H. Rault locksmith, oldest locksmith in the South

We have organizations with incredible determination and vigilance, dedicated entirely to preservation in New Orleans.  The Vieux Carre Commission, probably the best known of these organizations, is charged with preserving the distinct character and architecture of the city's oldest neighborhood, the French Quarter. 


The Vieux Carre, New Orleans, LA ca.1985

The Preservation Resource Center, or PRC, is often referred to as the most efficient and best run
non- profit organization in the city, and with good reason.  The time and resources the PRC spends on education and saving homes and materials from the wrecking ball are beyond impressive.  From offering tax incentives in exchange for those willing to dedicate the facade of their home to the PRC to opening a salvage store, filled with materials from deconstructed dwellings, the PRC has managed to bring intelligent problem solving to otherwise deteriorating homes and neighborhoods.






Pairs of Corbels for sale at the PRC salvage store
located at 2801 Marais Street


Naturally, as a New Orleanian, I too have long been indoctrinated into this school of thought where age is prized and the new is suspect.  One of my favorite books New Orleans- Elegance and Decadence  by Richard Sexton and Randolph Delehanty captures this sentiment beautifully.  He describes the allure of the city's patina, its texture of peeling paint and carpet of moss covered brick courtyards.


In his introduction he quotes artist and New Orleanian Joel Lockhart Dyer.  "New Orleans is North America's Venice; both cities are on borrowed time.  Here we are fighting the mud, the heat, the rain, and the insects, trying- if you squint your eyes a bit- to create Paris in the swamps.  Our architecture, and the way we live are here because of a particular attitude, an attitude about time that is different from the rest of the United States.  New Orleans won't change- this is the source of its decline.... New Orleans doesn't want to be practical..."

But could all this nostalgia and tradition be creating its own undertow of sorts?  To say that we are creatures of habit is a huge understatement.  Julia Reed, resident author and authority on all things New Orleans probably expresses this notion best in her book The House on First Street.


She says, "In a city where much of the activity is based largely on what has been done before, an inertia you're not even aware of can settle into your bones.  People inherit houses, waiters, positions of royalty at Mardi Gras balls from the generations before them.  They eat fish (or shrimp po-boys) on Fridays and red beans and rice on Mondays and the men don seersucker and poplin the week after Easter (but never, ever before) for the duration of the Spring and Summer.  When a great many of life's decisions, big and small, are dictated by ritual or blood, free will, gumption, even the tiniest bit of initiative can go right out the window."

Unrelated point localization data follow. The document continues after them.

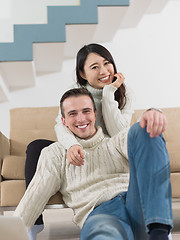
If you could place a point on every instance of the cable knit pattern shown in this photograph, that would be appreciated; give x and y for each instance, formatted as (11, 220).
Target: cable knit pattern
(111, 121)
(103, 176)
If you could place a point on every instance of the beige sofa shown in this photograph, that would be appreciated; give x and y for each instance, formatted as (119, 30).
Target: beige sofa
(28, 124)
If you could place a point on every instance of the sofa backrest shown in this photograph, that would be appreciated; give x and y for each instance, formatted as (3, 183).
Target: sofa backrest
(28, 124)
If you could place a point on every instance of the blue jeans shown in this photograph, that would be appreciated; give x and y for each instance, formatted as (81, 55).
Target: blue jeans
(148, 199)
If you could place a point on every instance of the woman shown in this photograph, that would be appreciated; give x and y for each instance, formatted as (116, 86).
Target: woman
(96, 71)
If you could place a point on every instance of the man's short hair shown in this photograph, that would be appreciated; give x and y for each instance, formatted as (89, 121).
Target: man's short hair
(76, 92)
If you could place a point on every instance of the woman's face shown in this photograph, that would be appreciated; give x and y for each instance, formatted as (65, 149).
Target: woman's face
(98, 71)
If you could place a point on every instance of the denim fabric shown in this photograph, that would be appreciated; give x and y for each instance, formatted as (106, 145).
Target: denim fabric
(148, 199)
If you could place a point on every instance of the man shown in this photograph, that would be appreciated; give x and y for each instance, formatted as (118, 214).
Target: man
(105, 204)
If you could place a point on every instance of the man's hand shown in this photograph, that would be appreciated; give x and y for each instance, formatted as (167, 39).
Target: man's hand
(75, 155)
(155, 121)
(119, 81)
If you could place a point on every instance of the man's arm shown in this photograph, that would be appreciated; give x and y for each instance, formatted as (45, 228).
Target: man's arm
(155, 121)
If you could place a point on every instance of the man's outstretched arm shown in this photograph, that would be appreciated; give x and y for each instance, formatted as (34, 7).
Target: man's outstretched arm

In this past Sunday's New York Times Style Magazine, part time resident and assistant professor of English at Tulane, Thomas Beller, wrote an article "In between days" about his experience spending time between New Orleans and New York.  In it, he said, "As soon as we settled into New Orleans, I came up with a theory that New Orleans was like the New York of the 1970s.  Ungentrified, shambolic, chaotic in ways bad and good, cheap, terrifying, a place hospitable to whimsy." 

Well, I don't know if his theory is correct.  Is New Orleans on the verge of booming, or has
Mr. Beller not been in town long enough to get it?  In either case, he is most certainly correct when he says, "In New Orleans, you are living in gorgeous ruins."

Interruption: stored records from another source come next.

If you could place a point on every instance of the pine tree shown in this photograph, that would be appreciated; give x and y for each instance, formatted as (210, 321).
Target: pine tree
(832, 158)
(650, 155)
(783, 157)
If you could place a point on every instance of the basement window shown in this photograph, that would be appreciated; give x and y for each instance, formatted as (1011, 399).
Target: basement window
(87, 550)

As someone who is just beginning to make a life and raise a family in New Orleans, my hope is that our city remains what it has always been, a living, breathing entity with unshakable roots but ever changing branches. 

"Dear New Orleans, home of my youth, cradle of many ancestors, tomb of many I have loved, I ask of God to protect, to preserve, and to bless thee.  From a Creole." 
 -Helene D'Aquin Allain
Souvenirs d'Amerique et de France par une Creole,1868





1 comment:

  1. Another beautiful post. Thanks for reminding me how much New Orleans means to me.